O espaço autobiográfico de Sylvia Plath: depressão, suicídio e literatura
Sylvia Plath alcançou
fama póstuma devido ao seu fim trágico. Na literatura contemporânea, tal fato
aconteceu raríssimas vezes. Mesmo com um pequeno reconhecimento enquanto viva,
apenas após sua morte que seus textos interessaram o grande público e o
universo acadêmico literário. A polêmica do caráter autobiográfico de seus
textos mostrou as mais inesperadas posições críticas nos Estados Unidos e na
Inglaterra na época, mas, independentemente da forma como se aborde uma análise
sobre a obra de Plath, o suicídio e a depressão estarão presentes. Obviamente
que nem todo escritor suicida carrega embutido em sua obra esse elemento
explícito, basta pensar em Ernest Hemingway, Pedro Nava, Stephan Zweig entre
outros: não se pode dizer o mesmo sobre Sylvia Plath.
Em uma produção
literária em que a vida da autora está intimamente ligada à sua obra, é
interessante notar o quão dificultoso era para a escritora essa transformação
de matéria vivida em arte. Em seus diários, Sylvia afirmava que “precisava sair
de si” [6](p.
473), ou seja, o solipsismo da autora lhe causava incômodo, era como se o tempo
todo estivesse refletindo sobre sua condição, anotava em seu diário “vou perecer
se não conseguir escrever sobre ninguém a não ser eu mesma” (p. 621).

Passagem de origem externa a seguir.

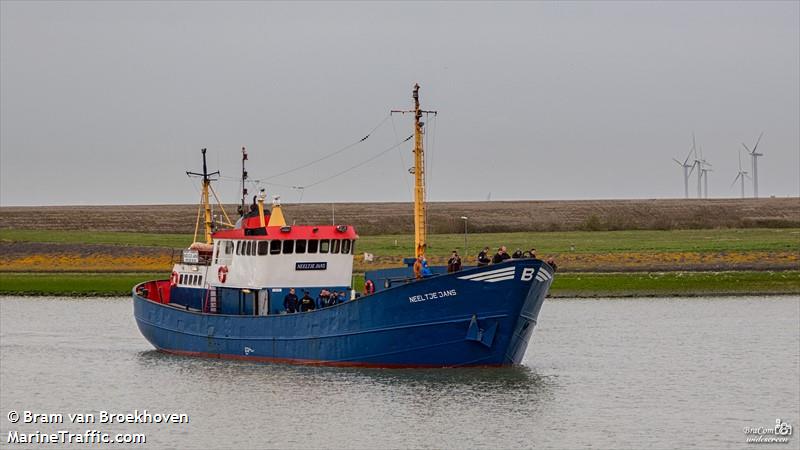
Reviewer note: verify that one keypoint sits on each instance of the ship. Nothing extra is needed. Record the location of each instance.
(227, 294)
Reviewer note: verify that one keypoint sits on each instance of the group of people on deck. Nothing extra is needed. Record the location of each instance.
(422, 270)
(326, 298)
(502, 255)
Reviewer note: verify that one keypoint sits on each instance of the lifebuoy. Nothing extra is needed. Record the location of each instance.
(369, 287)
(222, 273)
(173, 279)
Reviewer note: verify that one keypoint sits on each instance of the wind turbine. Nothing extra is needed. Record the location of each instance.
(742, 174)
(704, 172)
(687, 170)
(755, 156)
(698, 163)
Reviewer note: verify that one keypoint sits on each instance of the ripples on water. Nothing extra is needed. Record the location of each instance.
(660, 373)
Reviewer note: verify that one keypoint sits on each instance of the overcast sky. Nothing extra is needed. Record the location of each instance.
(110, 102)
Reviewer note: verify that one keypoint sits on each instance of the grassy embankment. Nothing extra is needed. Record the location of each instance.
(676, 262)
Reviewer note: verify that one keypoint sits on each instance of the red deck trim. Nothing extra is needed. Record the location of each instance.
(296, 232)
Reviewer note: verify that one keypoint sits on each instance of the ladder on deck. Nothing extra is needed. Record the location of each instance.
(212, 304)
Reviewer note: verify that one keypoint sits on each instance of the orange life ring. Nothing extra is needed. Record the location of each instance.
(222, 273)
(173, 279)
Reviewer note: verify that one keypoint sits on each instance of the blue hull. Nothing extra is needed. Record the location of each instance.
(481, 316)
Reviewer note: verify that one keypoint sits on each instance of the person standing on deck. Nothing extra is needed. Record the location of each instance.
(307, 303)
(483, 257)
(290, 302)
(418, 267)
(454, 263)
(501, 255)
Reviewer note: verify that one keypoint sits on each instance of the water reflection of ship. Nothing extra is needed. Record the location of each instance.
(224, 299)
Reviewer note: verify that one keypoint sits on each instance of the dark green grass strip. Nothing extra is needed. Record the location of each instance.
(674, 284)
(72, 284)
(565, 284)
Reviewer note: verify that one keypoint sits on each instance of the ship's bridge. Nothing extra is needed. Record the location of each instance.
(297, 256)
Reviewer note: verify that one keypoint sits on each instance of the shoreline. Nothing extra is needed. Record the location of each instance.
(567, 284)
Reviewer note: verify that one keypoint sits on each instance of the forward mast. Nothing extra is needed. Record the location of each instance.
(420, 223)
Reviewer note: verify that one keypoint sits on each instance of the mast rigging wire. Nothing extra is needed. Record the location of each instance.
(334, 153)
(359, 164)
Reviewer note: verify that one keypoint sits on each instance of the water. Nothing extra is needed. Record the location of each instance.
(632, 373)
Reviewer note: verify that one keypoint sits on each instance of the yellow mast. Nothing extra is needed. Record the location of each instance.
(420, 226)
(204, 199)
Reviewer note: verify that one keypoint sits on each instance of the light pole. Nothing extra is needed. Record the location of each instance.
(464, 218)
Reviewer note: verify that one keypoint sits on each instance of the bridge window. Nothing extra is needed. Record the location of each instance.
(275, 247)
(346, 247)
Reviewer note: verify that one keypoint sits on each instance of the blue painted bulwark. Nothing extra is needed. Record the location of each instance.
(479, 316)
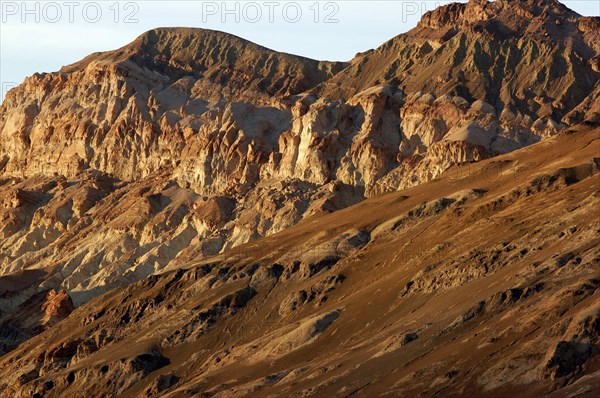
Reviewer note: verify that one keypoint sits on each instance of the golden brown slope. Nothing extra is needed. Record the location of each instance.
(483, 282)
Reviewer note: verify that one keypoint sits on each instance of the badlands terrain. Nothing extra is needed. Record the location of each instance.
(196, 215)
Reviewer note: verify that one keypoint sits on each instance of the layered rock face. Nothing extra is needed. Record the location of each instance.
(483, 282)
(189, 142)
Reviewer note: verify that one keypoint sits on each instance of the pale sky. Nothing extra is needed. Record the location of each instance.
(42, 36)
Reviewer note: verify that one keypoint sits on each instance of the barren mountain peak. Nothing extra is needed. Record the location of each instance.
(230, 220)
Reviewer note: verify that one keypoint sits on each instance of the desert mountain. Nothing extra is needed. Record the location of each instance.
(450, 288)
(218, 161)
(131, 161)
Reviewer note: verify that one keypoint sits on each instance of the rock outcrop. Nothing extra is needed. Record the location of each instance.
(189, 143)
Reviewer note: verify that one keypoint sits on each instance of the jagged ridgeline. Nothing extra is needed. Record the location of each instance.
(261, 175)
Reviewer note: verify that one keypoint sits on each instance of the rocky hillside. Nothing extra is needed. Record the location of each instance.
(188, 144)
(534, 56)
(483, 282)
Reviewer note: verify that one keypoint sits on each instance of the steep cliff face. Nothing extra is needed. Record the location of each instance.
(450, 288)
(537, 57)
(188, 142)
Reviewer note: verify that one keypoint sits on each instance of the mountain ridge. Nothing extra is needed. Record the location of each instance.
(194, 190)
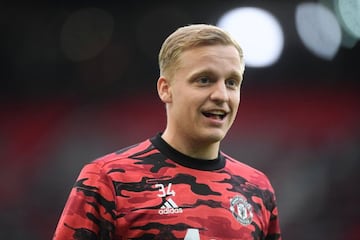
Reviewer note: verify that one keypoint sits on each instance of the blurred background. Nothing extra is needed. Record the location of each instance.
(78, 80)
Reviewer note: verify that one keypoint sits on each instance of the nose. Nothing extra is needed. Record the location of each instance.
(220, 92)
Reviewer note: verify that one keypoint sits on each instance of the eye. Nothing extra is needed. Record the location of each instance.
(203, 80)
(232, 83)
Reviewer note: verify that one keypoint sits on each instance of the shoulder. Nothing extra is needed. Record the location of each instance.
(123, 156)
(251, 174)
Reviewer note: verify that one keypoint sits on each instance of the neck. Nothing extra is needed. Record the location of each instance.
(192, 147)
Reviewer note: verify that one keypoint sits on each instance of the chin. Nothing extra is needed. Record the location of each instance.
(214, 136)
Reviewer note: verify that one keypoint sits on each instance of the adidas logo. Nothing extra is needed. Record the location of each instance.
(169, 207)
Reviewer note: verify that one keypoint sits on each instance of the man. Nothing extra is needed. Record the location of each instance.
(178, 184)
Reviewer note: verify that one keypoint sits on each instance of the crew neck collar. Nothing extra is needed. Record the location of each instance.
(185, 160)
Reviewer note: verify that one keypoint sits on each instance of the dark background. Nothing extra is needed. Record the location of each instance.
(71, 94)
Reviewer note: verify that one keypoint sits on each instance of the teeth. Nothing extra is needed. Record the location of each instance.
(217, 112)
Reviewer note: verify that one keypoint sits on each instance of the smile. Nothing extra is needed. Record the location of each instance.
(220, 115)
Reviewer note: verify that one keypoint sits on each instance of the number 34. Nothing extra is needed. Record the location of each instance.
(165, 191)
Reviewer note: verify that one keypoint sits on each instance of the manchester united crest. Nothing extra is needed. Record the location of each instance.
(241, 210)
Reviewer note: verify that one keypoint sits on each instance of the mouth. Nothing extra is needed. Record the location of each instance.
(215, 114)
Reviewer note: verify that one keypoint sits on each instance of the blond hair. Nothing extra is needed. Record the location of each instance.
(191, 36)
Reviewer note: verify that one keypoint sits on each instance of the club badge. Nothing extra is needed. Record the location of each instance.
(241, 210)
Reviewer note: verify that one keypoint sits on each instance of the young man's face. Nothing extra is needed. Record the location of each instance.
(204, 93)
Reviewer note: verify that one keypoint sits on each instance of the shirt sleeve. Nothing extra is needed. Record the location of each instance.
(273, 231)
(89, 212)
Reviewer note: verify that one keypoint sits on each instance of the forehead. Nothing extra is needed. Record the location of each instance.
(214, 54)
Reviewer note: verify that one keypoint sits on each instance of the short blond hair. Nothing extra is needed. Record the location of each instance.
(191, 36)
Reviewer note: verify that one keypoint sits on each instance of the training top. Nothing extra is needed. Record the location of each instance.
(152, 191)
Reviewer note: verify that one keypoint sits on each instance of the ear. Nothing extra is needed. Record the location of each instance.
(164, 89)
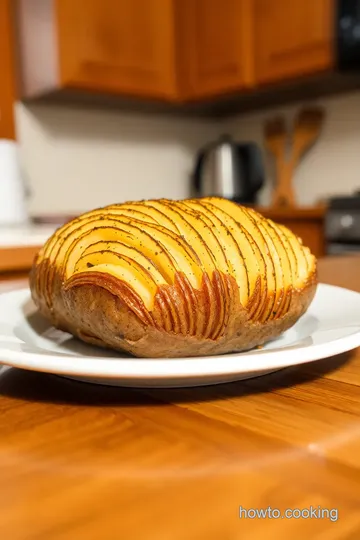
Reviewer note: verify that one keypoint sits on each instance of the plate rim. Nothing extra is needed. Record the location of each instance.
(196, 367)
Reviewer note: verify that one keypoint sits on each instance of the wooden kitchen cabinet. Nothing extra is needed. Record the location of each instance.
(174, 51)
(116, 46)
(7, 79)
(215, 43)
(292, 39)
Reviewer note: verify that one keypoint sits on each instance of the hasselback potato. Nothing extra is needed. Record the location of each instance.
(163, 278)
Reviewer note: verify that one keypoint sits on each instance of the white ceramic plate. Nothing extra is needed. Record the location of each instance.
(330, 326)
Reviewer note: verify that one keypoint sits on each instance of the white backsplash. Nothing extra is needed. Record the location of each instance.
(77, 159)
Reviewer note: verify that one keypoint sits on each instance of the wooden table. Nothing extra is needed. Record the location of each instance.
(98, 463)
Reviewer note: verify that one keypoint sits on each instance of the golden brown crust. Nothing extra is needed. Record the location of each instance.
(104, 310)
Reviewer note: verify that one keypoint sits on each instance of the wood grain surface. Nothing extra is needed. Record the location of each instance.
(82, 461)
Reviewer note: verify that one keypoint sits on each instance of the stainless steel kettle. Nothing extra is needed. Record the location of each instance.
(231, 170)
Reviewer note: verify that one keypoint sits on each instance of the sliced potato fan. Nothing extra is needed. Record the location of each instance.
(171, 278)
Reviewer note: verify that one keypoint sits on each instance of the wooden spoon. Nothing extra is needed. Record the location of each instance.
(276, 141)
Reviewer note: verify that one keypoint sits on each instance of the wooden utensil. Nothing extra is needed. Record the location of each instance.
(306, 129)
(276, 141)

A verdade
é que Sylvia jamais pensou que sua vida fosse interessante para matéria
literária, ela afirmava que sua existência não serviria nem para um conto de 20
páginas (KUKIL, 2003).
No entanto, ao
analisarmos a obra A redoma de vidro
(1991), percebemos que Sylvia romanceou sua juventude, sua primeira tentativa
de suicídio, seu primeiro amor, a relação complicada com a mãe, o sonho de ser
escritora e sua internação. Hoje não há dúvidas de que Sylvia transformou em
romance tudo o que viveu quando jovem, antes de formar-se em inglês.
O próprio texto nos dá
uma pista sobre isso:
Resolvi que passaria o verão
escrevendo um romance [...] pus a primeira folha virgem na minha máquina de
escrever portátil e rodei o rolo para cima. [...] Uma ternura encheu meu
coração. A heroína será eu mesma, disfarçada. Ia se chamar Elaine. Elaine.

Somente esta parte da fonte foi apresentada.